Nous comprenons surtout que des intérêts économiques puissants ne souhaitent pas que la dépendance soit gérée par des partenaires sociaux ; ils préfèrent s'appuyer sur des ressources spécifiques et sur une responsabilité des collectivités territoriales, tout en se réservant, en cas de besoin, la possibilité de développer l'assurance privée.

Ce système risque d'introduire de nouvelles inégalités dans le traitement de la dépendance : les assurances privées pour ceux qui ont les moyens, la CNSA pour les indigents.

Se profile donc à l'horizon une dualité du système, qui épouse celui de l'assurance maladie. La crainte unanimement exprimée est celle d'un démembrement de la solidarité nationale, auquel s'ajoute la création de nouvelles inégalités du citoyen dépendant. En effet, ce dernier sera traité différemment selon qu'il habitera ou non dans un département bénéficiant de ressources suffisantes pour mettre en oeuvre une politique offensive en matière de dépendance.

Je ne vois pas, mes chers collègues, comment, en toute lucidité, nous pourrions accepter ce projet de loi élaboré sans concertation et dans la précipitation, au lendemain de la canicule.

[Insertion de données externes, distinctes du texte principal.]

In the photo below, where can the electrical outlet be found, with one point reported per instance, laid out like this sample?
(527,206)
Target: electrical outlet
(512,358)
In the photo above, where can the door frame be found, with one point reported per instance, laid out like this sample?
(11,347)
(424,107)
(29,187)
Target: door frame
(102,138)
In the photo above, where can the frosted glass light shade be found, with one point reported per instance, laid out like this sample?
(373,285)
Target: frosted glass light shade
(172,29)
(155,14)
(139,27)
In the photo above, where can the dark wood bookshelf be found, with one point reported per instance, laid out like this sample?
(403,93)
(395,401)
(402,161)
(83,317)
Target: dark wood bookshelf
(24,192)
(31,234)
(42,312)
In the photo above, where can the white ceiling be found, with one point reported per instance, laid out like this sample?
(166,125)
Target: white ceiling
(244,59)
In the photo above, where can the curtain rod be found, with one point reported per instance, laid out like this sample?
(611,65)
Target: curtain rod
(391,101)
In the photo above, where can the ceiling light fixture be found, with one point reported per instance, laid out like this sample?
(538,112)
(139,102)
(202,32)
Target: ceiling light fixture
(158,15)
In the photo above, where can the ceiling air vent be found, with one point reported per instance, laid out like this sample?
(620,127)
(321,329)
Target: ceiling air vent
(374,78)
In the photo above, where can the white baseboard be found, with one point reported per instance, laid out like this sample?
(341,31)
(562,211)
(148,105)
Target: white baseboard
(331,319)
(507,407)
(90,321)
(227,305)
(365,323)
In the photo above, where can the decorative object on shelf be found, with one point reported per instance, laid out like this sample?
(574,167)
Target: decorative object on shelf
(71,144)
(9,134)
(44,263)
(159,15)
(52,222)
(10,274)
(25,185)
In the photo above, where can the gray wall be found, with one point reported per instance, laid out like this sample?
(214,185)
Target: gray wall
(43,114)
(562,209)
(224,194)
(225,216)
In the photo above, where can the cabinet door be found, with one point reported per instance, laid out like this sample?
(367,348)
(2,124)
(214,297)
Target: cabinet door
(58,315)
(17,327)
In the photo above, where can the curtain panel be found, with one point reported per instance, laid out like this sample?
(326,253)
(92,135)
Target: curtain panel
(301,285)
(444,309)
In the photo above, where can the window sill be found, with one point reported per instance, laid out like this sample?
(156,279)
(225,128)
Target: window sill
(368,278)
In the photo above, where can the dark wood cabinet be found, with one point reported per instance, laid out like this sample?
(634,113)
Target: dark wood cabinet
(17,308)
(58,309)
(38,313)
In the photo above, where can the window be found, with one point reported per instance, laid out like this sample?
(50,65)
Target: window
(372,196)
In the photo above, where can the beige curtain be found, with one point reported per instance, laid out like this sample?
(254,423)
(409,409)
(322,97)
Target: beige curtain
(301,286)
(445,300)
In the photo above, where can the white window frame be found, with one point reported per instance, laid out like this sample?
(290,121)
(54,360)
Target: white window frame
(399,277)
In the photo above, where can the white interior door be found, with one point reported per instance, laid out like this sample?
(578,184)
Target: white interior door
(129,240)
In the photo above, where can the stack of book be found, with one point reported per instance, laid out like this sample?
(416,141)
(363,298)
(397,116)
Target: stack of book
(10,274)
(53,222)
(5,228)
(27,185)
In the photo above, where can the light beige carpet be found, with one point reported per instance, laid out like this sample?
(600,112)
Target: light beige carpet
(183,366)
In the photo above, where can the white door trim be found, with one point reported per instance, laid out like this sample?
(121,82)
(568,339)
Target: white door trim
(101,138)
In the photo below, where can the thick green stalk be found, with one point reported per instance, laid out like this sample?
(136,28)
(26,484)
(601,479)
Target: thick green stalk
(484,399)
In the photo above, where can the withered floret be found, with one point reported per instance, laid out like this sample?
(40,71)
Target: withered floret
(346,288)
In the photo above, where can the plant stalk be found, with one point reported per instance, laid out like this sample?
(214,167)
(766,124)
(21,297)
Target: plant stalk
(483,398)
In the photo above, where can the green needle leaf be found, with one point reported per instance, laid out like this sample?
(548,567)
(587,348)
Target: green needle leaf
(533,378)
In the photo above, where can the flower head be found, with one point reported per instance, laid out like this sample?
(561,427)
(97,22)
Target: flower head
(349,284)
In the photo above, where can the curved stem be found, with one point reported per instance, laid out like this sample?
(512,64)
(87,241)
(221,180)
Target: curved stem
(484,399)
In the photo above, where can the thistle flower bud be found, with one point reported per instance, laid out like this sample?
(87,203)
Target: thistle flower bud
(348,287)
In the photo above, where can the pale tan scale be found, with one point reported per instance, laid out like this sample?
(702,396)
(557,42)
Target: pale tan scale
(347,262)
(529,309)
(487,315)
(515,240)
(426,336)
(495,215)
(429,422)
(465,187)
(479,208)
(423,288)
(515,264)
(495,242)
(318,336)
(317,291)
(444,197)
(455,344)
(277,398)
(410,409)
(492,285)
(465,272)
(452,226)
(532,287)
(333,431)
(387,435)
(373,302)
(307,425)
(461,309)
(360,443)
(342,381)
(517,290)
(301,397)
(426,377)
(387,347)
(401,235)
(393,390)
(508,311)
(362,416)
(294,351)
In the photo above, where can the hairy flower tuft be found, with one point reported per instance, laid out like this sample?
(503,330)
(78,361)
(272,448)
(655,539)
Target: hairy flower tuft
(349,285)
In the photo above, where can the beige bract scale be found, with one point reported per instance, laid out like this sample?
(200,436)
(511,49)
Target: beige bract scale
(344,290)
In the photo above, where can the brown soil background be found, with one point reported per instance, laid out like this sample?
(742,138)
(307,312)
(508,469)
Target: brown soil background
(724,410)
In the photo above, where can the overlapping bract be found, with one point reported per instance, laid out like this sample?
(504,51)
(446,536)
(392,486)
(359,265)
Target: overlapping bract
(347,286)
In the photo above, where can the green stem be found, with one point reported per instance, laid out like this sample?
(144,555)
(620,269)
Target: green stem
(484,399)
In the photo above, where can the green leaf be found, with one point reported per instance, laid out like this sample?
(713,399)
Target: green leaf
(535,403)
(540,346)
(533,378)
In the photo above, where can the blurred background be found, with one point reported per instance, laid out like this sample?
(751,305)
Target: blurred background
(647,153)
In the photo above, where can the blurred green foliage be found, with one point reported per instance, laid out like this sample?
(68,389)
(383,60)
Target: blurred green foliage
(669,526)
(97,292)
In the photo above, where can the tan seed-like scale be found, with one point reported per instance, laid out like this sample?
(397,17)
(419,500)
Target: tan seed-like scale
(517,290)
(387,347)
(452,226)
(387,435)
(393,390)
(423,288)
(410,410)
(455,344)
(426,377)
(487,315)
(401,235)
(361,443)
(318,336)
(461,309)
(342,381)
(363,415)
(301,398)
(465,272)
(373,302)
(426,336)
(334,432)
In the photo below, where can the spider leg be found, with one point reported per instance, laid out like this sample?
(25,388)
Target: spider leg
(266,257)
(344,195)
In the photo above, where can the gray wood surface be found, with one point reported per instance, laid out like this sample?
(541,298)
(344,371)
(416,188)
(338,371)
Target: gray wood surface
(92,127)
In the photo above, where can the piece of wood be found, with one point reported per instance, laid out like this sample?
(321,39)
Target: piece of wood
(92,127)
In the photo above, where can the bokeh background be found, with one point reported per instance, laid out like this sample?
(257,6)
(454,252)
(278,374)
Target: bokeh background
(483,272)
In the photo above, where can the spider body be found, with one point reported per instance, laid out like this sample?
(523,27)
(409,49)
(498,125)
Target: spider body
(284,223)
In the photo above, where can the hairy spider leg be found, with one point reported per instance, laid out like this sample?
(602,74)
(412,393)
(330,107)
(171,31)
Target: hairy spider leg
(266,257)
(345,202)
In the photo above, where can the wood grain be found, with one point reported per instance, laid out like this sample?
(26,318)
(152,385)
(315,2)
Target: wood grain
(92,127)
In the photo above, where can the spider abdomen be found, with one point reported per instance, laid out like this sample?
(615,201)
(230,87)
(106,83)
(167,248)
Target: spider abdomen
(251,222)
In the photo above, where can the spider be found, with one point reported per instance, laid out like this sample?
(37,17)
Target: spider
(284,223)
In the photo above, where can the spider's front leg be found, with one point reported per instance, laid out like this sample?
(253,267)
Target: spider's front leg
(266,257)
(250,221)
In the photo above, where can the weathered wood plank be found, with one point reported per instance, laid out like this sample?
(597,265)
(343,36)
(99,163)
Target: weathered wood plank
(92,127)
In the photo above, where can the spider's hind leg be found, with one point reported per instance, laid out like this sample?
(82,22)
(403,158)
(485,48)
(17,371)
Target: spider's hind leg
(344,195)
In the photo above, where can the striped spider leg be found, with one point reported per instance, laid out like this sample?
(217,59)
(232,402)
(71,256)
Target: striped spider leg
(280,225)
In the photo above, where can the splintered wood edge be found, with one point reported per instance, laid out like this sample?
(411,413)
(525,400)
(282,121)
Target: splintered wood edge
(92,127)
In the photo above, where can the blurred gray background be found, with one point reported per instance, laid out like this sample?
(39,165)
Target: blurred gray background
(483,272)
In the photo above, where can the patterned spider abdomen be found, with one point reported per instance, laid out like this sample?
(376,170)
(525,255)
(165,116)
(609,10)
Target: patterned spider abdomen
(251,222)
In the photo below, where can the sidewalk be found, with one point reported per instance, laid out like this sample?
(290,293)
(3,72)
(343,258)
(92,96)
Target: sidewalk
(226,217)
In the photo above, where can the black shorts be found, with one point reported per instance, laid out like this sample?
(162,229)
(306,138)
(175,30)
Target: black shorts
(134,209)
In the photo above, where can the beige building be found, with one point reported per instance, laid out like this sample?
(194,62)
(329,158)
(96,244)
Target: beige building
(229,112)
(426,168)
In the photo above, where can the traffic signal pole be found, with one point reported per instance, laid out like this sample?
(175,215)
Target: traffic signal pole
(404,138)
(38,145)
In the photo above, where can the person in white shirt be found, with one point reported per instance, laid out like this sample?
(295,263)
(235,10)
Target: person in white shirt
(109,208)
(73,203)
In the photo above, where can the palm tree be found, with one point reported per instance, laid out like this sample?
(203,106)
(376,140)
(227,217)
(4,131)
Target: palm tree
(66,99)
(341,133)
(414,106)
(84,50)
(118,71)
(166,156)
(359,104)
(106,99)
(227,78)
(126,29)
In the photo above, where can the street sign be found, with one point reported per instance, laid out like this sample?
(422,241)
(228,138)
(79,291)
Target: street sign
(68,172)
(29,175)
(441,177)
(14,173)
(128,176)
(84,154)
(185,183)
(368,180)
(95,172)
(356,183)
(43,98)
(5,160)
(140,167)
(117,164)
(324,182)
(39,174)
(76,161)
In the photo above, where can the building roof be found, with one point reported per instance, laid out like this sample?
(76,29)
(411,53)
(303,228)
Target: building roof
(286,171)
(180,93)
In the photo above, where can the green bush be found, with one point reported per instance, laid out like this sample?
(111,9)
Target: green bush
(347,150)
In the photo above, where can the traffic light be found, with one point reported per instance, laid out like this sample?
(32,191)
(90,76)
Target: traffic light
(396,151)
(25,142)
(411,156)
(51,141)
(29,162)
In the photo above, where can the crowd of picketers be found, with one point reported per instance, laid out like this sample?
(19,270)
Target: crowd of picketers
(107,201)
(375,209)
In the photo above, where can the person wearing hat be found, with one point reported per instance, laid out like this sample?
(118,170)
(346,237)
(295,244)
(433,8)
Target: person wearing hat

Ce n'est pas une loi qui peut effacer les défaillances du Gouvernement !

Il n'y a pas de cohérence non plus dans le calendrier adopté. La discussion du projet de loi intervient avant le grand débat sur l'assurance maladie ; rien n'est précisé sur les relations entre la CNSA et l'assurance maladie, sur son financement partiel et incertain.

Un prochain rapport de MM. Briet et Jamet doit être publié en juin pour nous éclairer : pourquoi ne pas l'avoir attendu ? Comment voter, alors que nous ignorons tout de l'avenir de ce dispositif ?

Ce projet de loi méritait un report, ce que certains députés de l'UMP n'ont pas manqué de réclamer.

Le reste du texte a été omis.